Originally posted by Cezar


Like I stated before, I'm not an expert regarding ethnogenesis of nations, mine included. I rely mostly on logic and I find such theory improper. Maybe one could (forcefully)apply this concept regarding nations but not regarding ethnic identity. It's much more logic to see ethnicity generating nationalism/nations than to think those concepts simply arouse in the minds of the people from some instant. The idea you adhere to is not compatible with the existence of ancient rooted people, like Romanians, Greeks, Albanians, Scotts, Irish, etc. Even newcomers (relatively) on the lands, like Bulgarians, Hungarians, Serbs, Czechs, Solvaks, etc. won't have lasted unless they have had a "national consciousness" of some kind.
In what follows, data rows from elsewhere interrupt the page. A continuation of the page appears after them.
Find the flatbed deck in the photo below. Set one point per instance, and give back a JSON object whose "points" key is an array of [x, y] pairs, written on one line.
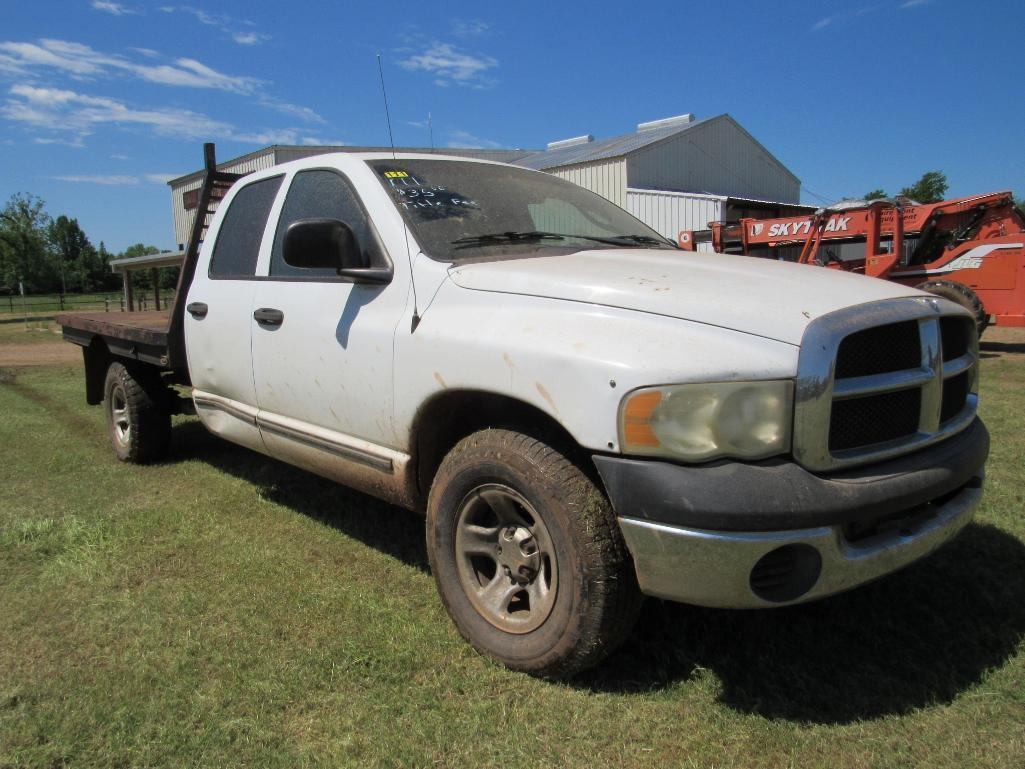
{"points": [[142, 335]]}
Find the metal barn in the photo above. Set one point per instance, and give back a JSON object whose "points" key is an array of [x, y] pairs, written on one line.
{"points": [[677, 173]]}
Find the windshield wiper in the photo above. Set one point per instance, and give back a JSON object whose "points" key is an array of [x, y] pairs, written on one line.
{"points": [[534, 236], [507, 237]]}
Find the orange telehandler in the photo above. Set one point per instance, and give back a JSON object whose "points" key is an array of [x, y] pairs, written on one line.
{"points": [[971, 250]]}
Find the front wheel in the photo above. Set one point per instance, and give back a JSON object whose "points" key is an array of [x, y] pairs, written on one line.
{"points": [[961, 294], [528, 557]]}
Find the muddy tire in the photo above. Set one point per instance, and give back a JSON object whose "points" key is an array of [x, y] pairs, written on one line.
{"points": [[528, 557], [137, 419], [960, 294]]}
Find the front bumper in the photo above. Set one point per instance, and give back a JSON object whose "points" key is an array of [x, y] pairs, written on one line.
{"points": [[834, 532]]}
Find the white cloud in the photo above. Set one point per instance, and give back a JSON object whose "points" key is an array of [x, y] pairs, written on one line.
{"points": [[89, 178], [116, 8], [82, 63], [450, 65], [249, 38], [318, 142], [466, 140], [77, 114], [240, 30], [470, 28], [847, 15], [77, 143], [304, 113]]}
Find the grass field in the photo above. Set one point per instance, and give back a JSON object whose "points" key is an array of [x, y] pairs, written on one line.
{"points": [[222, 609], [13, 309]]}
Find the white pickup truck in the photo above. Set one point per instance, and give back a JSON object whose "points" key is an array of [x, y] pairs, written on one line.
{"points": [[584, 413]]}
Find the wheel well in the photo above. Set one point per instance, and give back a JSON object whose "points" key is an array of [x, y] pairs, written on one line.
{"points": [[450, 416], [96, 358]]}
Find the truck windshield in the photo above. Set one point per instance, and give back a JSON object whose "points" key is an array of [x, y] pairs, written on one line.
{"points": [[463, 210]]}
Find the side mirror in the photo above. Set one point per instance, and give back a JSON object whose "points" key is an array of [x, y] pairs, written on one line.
{"points": [[329, 243]]}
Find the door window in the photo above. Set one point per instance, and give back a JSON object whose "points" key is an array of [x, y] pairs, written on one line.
{"points": [[241, 231], [323, 194]]}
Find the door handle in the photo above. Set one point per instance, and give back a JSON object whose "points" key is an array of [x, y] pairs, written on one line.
{"points": [[198, 309], [269, 316]]}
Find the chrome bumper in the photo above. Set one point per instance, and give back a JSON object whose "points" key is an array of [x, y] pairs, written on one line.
{"points": [[719, 568]]}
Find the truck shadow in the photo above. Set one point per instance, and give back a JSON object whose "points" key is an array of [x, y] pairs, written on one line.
{"points": [[917, 638], [996, 349], [384, 527]]}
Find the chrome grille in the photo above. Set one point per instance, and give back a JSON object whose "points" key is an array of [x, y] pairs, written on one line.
{"points": [[882, 379]]}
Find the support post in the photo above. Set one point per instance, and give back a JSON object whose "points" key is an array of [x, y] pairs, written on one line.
{"points": [[129, 299], [156, 288]]}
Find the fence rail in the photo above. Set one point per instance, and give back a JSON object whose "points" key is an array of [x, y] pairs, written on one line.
{"points": [[108, 302]]}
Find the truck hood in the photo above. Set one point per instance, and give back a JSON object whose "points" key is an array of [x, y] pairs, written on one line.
{"points": [[766, 297]]}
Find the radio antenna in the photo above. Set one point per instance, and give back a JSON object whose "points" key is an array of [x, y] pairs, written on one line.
{"points": [[405, 233], [387, 115]]}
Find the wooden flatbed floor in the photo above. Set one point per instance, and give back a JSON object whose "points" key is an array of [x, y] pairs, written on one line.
{"points": [[140, 335], [149, 327]]}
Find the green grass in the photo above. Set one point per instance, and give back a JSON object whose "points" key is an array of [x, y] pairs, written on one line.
{"points": [[15, 306], [13, 309], [222, 609]]}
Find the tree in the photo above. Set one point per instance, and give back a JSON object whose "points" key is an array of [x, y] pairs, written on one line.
{"points": [[25, 248], [77, 259], [932, 188]]}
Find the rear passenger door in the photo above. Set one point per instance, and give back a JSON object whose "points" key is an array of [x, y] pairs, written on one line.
{"points": [[322, 355], [218, 316]]}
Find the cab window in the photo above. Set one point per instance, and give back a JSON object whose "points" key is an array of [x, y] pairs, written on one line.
{"points": [[241, 232]]}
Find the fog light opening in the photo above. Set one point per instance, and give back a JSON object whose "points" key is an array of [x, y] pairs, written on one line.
{"points": [[786, 573]]}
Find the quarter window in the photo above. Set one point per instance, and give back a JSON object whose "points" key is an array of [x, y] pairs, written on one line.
{"points": [[241, 232]]}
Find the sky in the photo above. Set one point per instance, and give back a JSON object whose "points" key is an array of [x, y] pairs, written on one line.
{"points": [[103, 102]]}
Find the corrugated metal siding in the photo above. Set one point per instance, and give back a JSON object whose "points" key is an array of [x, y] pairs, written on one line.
{"points": [[669, 212], [714, 157], [607, 177], [182, 218]]}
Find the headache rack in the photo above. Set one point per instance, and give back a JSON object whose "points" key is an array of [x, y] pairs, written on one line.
{"points": [[156, 337]]}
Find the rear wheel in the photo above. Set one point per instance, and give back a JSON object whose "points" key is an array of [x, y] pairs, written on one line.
{"points": [[137, 419], [961, 294], [528, 556]]}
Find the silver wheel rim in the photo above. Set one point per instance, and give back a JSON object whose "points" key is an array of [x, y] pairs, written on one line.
{"points": [[120, 423], [506, 562]]}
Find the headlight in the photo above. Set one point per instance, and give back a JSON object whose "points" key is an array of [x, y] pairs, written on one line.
{"points": [[746, 419]]}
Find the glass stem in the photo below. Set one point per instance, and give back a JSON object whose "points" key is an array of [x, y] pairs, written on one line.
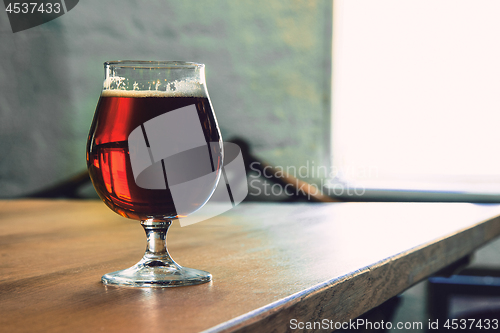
{"points": [[156, 250]]}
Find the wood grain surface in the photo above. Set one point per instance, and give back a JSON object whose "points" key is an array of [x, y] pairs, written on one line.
{"points": [[270, 263]]}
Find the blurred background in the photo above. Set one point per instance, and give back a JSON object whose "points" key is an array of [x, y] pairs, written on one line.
{"points": [[386, 94], [267, 68]]}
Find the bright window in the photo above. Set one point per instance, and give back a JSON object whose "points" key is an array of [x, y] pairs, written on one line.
{"points": [[416, 94]]}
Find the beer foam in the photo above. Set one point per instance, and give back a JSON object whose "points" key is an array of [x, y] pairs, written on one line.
{"points": [[171, 89]]}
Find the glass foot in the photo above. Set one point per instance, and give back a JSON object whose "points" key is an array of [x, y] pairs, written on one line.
{"points": [[156, 268], [156, 274]]}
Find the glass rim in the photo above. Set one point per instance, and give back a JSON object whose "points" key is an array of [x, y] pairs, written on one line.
{"points": [[152, 64]]}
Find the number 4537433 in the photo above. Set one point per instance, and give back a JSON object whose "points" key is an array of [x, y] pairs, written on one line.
{"points": [[32, 7]]}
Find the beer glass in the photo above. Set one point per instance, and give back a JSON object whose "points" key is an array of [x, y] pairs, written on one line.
{"points": [[154, 154]]}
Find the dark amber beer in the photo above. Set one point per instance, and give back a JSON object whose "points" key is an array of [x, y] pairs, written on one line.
{"points": [[118, 113]]}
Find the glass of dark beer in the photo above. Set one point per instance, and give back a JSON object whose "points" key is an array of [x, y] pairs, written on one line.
{"points": [[154, 154]]}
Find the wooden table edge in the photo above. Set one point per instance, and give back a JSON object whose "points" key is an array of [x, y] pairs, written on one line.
{"points": [[315, 303]]}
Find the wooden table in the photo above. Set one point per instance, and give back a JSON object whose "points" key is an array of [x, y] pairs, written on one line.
{"points": [[271, 263]]}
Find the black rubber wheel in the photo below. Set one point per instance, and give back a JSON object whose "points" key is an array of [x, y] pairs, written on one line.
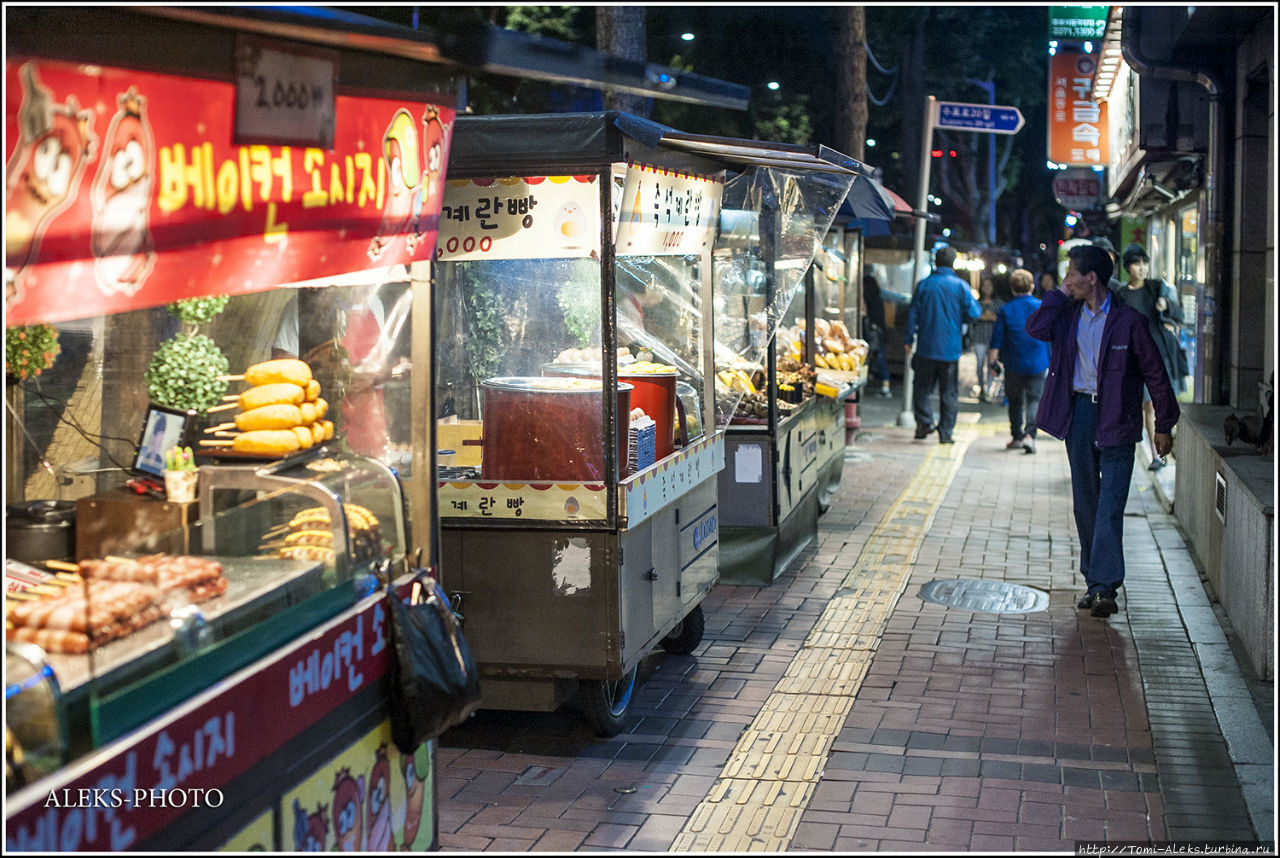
{"points": [[685, 638], [606, 703]]}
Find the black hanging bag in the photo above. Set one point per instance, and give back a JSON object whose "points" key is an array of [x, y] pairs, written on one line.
{"points": [[433, 679]]}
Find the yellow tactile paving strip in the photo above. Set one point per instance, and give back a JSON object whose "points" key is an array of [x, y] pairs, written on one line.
{"points": [[760, 794]]}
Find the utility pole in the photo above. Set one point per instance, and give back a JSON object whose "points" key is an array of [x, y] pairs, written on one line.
{"points": [[990, 89], [906, 419]]}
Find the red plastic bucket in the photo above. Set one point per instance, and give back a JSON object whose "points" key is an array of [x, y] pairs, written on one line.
{"points": [[654, 393]]}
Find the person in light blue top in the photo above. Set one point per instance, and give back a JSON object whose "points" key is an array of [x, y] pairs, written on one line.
{"points": [[941, 306], [1025, 360]]}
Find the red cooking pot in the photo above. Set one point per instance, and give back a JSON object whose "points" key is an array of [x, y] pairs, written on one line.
{"points": [[549, 429], [654, 393]]}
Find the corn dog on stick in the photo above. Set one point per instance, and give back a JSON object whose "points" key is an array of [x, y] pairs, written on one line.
{"points": [[274, 393], [269, 416], [306, 438], [284, 369]]}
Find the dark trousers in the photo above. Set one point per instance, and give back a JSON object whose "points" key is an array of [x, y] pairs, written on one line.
{"points": [[880, 365], [1024, 393], [944, 375], [1100, 489]]}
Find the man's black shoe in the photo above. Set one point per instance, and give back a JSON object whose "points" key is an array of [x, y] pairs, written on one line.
{"points": [[1104, 606]]}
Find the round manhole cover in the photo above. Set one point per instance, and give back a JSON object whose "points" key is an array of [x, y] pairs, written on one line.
{"points": [[991, 597]]}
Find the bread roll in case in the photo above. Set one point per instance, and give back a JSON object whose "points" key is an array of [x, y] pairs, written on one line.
{"points": [[269, 416], [275, 442], [283, 370], [277, 393]]}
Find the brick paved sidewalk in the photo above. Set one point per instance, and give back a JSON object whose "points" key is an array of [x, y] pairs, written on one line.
{"points": [[967, 730]]}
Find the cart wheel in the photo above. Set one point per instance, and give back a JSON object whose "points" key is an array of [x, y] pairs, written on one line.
{"points": [[685, 638], [604, 703]]}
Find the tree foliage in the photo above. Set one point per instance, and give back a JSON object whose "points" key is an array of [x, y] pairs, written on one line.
{"points": [[931, 50]]}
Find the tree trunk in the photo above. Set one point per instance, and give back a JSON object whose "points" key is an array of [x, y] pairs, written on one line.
{"points": [[851, 82], [913, 108], [620, 31]]}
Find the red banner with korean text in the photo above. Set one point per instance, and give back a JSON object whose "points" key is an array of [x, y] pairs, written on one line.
{"points": [[146, 781], [126, 190], [1078, 133]]}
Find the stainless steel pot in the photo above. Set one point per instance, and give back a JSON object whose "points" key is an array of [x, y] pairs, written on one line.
{"points": [[40, 530]]}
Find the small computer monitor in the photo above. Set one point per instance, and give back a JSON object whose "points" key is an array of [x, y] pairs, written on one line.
{"points": [[163, 429]]}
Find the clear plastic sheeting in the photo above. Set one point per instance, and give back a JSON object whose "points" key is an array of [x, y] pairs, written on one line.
{"points": [[772, 222]]}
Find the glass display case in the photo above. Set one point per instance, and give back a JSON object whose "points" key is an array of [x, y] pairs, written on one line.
{"points": [[785, 361], [274, 550], [256, 305], [575, 402]]}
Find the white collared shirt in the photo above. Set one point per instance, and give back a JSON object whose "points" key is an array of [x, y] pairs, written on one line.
{"points": [[1088, 343]]}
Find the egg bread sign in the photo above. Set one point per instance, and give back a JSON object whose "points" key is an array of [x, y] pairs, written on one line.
{"points": [[520, 218]]}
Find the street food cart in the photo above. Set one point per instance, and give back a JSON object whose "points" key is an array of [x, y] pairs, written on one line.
{"points": [[785, 439], [208, 672], [575, 404]]}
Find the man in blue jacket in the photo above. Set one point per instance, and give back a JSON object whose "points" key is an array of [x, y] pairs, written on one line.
{"points": [[1102, 354], [1025, 360], [941, 305]]}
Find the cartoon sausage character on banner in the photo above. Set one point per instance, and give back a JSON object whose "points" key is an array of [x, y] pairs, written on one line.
{"points": [[123, 250], [310, 831], [42, 176], [403, 200], [434, 158], [379, 816], [348, 820]]}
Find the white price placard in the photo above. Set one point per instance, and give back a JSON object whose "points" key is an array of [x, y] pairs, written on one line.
{"points": [[284, 95]]}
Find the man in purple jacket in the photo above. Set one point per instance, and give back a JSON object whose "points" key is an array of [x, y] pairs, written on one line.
{"points": [[1102, 354]]}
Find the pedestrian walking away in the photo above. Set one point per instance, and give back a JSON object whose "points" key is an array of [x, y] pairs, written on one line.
{"points": [[1156, 301], [979, 333], [940, 307], [874, 329], [1025, 360], [1101, 355]]}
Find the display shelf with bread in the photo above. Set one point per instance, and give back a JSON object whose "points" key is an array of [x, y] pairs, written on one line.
{"points": [[177, 602]]}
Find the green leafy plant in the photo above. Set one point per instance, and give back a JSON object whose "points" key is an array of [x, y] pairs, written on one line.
{"points": [[179, 459], [30, 350], [484, 322], [197, 311], [184, 373], [580, 302], [184, 370]]}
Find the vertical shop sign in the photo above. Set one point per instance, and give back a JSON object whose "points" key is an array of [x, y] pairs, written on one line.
{"points": [[536, 217], [1078, 133], [666, 211], [1078, 23], [128, 190]]}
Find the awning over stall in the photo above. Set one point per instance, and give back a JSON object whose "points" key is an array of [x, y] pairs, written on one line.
{"points": [[871, 200]]}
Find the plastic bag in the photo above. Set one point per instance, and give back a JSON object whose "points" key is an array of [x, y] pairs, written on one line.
{"points": [[434, 683]]}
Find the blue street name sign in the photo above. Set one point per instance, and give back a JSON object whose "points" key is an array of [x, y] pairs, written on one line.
{"points": [[979, 117]]}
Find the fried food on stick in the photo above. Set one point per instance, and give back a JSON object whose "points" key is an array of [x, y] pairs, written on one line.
{"points": [[286, 369]]}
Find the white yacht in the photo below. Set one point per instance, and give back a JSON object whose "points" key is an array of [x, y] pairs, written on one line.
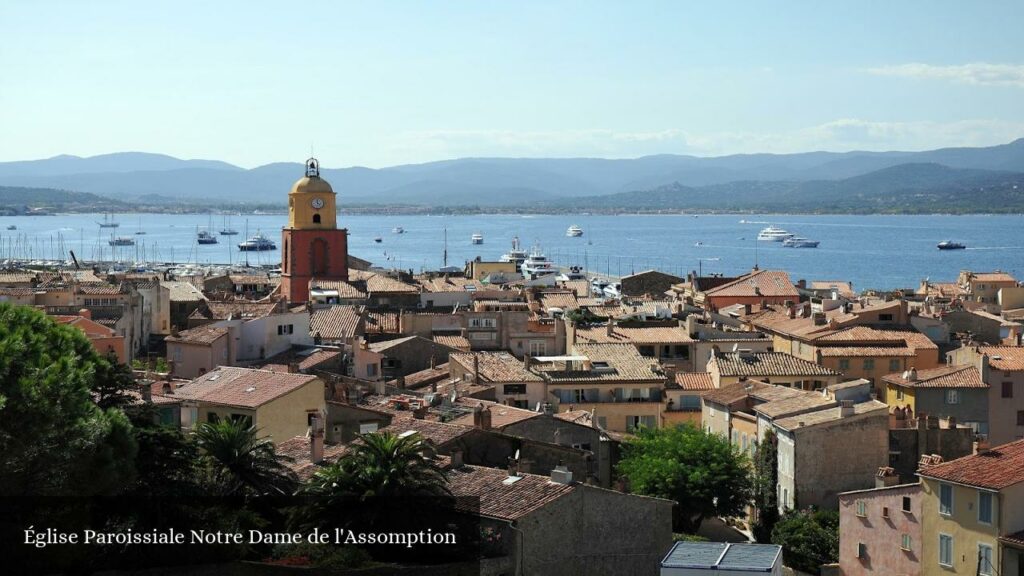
{"points": [[538, 264], [772, 234], [800, 242], [516, 254]]}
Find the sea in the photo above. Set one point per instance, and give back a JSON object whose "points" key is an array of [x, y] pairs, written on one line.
{"points": [[871, 251]]}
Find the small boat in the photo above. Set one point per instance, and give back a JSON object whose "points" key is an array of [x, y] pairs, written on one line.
{"points": [[206, 237], [257, 243], [121, 241], [800, 242], [772, 234], [516, 255]]}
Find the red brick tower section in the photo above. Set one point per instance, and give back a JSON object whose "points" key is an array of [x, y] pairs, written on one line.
{"points": [[311, 246]]}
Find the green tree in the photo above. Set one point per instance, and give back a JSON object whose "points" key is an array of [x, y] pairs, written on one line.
{"points": [[766, 487], [809, 538], [705, 474], [242, 463]]}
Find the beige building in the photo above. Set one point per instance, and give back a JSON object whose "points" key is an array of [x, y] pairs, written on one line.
{"points": [[280, 405]]}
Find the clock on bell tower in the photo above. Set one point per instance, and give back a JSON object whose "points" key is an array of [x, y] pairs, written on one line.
{"points": [[312, 246]]}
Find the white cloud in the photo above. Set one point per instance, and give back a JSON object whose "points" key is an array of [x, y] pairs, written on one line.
{"points": [[982, 74]]}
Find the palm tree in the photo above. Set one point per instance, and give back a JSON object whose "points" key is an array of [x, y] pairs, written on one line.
{"points": [[242, 462], [382, 477]]}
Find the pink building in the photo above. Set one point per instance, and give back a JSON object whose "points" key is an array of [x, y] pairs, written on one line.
{"points": [[880, 529]]}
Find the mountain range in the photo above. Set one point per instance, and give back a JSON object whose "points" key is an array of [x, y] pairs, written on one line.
{"points": [[956, 178]]}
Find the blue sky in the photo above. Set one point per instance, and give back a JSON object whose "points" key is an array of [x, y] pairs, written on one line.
{"points": [[384, 83]]}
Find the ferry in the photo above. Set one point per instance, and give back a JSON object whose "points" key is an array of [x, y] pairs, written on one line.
{"points": [[538, 264], [772, 234], [516, 254], [800, 242], [205, 237], [257, 243]]}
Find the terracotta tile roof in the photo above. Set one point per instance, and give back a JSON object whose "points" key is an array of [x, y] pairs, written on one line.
{"points": [[768, 283], [381, 322], [203, 335], [768, 364], [244, 387], [1011, 359], [830, 415], [954, 376], [653, 335], [610, 362], [502, 499], [694, 381], [426, 377], [996, 468], [336, 323], [495, 366], [456, 341]]}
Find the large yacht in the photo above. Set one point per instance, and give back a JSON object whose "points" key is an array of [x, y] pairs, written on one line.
{"points": [[516, 254], [257, 243], [538, 264], [772, 234]]}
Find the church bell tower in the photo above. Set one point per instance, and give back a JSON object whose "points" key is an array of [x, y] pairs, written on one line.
{"points": [[312, 246]]}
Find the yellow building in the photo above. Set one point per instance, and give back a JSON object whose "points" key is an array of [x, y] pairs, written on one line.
{"points": [[278, 404], [973, 513]]}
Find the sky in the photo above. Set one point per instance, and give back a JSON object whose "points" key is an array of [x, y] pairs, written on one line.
{"points": [[383, 83]]}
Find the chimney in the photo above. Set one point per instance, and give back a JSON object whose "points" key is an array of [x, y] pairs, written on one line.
{"points": [[561, 475], [316, 439]]}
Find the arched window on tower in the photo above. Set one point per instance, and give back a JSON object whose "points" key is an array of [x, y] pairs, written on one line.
{"points": [[318, 254]]}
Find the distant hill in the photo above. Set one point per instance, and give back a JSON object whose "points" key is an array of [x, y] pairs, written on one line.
{"points": [[810, 180]]}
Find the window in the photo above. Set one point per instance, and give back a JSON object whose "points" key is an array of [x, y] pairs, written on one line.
{"points": [[984, 560], [945, 499], [945, 549], [984, 507], [515, 388], [952, 397]]}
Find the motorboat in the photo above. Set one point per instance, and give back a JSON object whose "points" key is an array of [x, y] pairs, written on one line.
{"points": [[538, 264], [257, 243], [772, 234], [206, 237], [516, 255], [800, 242], [121, 241]]}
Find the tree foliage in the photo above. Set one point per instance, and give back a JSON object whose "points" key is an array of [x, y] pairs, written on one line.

So, the idea that people were aware of their apartenance to an ethnic group throughout the centuries is far more consistent with later development of nations/nationalism than to think these sprang out of some kind of amorphous groups.
The fact that different ethnic groups shared some teritory for a period doesn't negate the fact that differences lasted. In the case of Romania, I thinkTransylvania is the best example supporting the idea of coexistence of people fully aware of their separate ethnicity.

Look Cezar , i am not here to change your mind. What is happening here is an outcome of the scholarly debate between Modernists and Primordialists. One thing i learned from Uni, is that there are no absolute answers,concerning matters full of relativity, such as ethnogenesis of a people, only different thoughts,schools of opinion.
Certainly, Spartakus, but that doesn't mean we cannot debate. Since there are many thoughts and schools of opinion, why don't we analyse the consistency of these with the known facts?